Tannés ? Ou de plus en plus alarmés ? Pas de doute, nous ne sommes pas tous égaux face à la pandémie, encore moins l’après. La troisième vague et les soubresauts en matière de restrictions sanitaires aidant, les comportements semblent de plus en plus clivés Des plus inquiets (et stressés) aux plus exaspérés (et pressés de se déconfiner), sur quel pied dansez-vous ? Trois portraits-robots (à prendre avec un grain de sel et un soupçon d’autodérision), question de tous mieux se comprendre. Et de s’endurer.

Je stresse, tu stresses, nous stressons

Vous reconnaissez-vous ? On en connaît tous. Des gens qui ne sortent jamais sans leur masque. Même pour une marche. Qui ne vont presque plus à l’épicerie. Pas question non plus de se déplacer au centre-ville. Ces nouveaux abonnés de la livraison ne prennent d’ailleurs plus les transports en commun. Pour cause : ils ne sortent presque plus de chez eux. Ne comptez pas sur eux pour retourner au cinéma ces jours-ci, même si c’est permis. Zoom est un mode de vie. Leur respect des consignes sanitaires est d’ailleurs exemplaire. Presque trop, en fait.
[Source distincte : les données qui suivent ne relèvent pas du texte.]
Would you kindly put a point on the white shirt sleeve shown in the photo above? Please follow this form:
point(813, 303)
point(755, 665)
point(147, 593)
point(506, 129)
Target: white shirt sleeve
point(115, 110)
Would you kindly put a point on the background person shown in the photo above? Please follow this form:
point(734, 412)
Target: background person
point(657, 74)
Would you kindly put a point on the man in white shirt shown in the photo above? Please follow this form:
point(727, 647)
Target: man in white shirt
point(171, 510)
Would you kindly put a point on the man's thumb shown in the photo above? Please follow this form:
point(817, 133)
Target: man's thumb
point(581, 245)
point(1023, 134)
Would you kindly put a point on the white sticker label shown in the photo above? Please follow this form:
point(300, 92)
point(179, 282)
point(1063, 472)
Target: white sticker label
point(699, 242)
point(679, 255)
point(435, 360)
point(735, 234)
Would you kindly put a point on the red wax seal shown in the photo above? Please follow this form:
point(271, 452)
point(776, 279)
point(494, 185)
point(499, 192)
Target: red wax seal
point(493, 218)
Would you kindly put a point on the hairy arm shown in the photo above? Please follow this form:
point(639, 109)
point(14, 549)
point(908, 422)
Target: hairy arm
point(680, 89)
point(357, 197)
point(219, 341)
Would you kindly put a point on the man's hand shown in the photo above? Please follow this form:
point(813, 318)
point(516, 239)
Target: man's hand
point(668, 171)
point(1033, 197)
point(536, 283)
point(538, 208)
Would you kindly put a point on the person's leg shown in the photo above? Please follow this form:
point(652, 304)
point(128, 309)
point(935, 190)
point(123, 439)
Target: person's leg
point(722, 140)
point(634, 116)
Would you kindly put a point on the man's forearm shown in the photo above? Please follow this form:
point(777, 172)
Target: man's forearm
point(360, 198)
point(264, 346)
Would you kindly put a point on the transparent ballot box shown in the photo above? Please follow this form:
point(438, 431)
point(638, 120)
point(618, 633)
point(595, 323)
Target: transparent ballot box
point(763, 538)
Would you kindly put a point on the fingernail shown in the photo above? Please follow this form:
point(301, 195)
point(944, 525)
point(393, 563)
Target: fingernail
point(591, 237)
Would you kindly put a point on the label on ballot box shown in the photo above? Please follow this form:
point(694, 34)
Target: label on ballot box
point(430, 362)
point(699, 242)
PHOTO BERNARD BRAULT, ARCHIVES LA PRESSE

Vous reconnaissez-vous ? On en connaît tous. Des gens qui ne sortent jamais sans leur masque. Même pour une marche. Qui ne vont presque plus à l’épicerie.

Qui sont ces gens ? Des gens qui, pour toutes sortes de raisons, et surtout de « vulnérabilités », ont pris les consignes « à la lettre », avance Lysanne Goyer, psychologue et cheffe du service de psychologie et des soins spirituels au CHUM, qui s’est prêtée au jeu de l’analyse (et des généralisations) avec nous. Bien sûr, les cas extrêmes sont rares, croit-elle. Et toutes sortes de raisons peuvent expliquer ces comportements : un tempérament, un problème de santé mentale, des insécurités en matière de santé. Ou des insécurités tout court.

PHOTO YAN DOUBLET, LE SOLEIL

Lysanne Goyer

On peut avoir été une bête sociale avant, et être ici préoccupé – à raison – par la pandémie.

Lysanne Goyer, psychologue et cheffe du service de psychologie et des soins spirituels au CHUM

« Le stress est proportionnel à l’incertitude. Et il n’y a QUE de l’incertitude », renchérit Kim Lavoie, titulaire de la Chaire de recherche du Canada en médecine comportementale et codirectrice d’une enquête internationale (iCare) sur la pandémie et ses impacts sur nos vies. « Combien de temps est-ce que ça va durer ? Quand est-ce que je vais recevoir le vaccin ? Est-ce bien sécuritaire d’envoyer les enfants à l’école à temps plein ? Le stress est alimenté par le fait qu’on n’en sait rien. » D’après ses recherches, on trouve dans ce groupe et de manière « disproportionnée » des femmes et des jeunes de moins de 25 ans, « de loin les plus affectés [par la pandémie] » (en matière de santé mentale, de pertes d’emploi et de relations interpersonnelles).

Conseil de psy 

« L’être humain a besoin de socialiser », rappelle Lysanne Goyer, qui conseille ici aux plus craintifs de se réexposer tranquillement, et ce, « par petits pas ». Une marche à deux mètres, un café à emporter, « il faut faire des sorties absolument ».

PHOTO ROBERT SKINNER, ARCHIVES LA PRESSE

Le 8 février, partout au Québec, les commerces non essentiels, les centres commerciaux, les salons de coiffure ainsi que les musées ont pu rouvrir leurs portes.

Mi-figue, mi-raisin

Un jour, vous paniquez, le lendemain, vous vous relâchez ? « Ce profil est comme le gouvernement, rit au bout du fil Lysanne Goyer. Rationnellement, on veut suivre les règles de santé publique, mais émotionnellement, on a hâte de se déconfiner. Ces personnes se butent constamment à leurs valeurs et à leur désir
de sortir », avance-t-elle.

Ce profil évalue régulièrement le risque associé au virus. Il se peut aussi qu’il se questionne sur son passé et, surtout, son avenir : « Mais comment on faisait pour être aussi occupés ? Vais-je avoir envie de reprendre ce rythme ? Est-ce qu’on va se serrer la main, se faire des accolades ? »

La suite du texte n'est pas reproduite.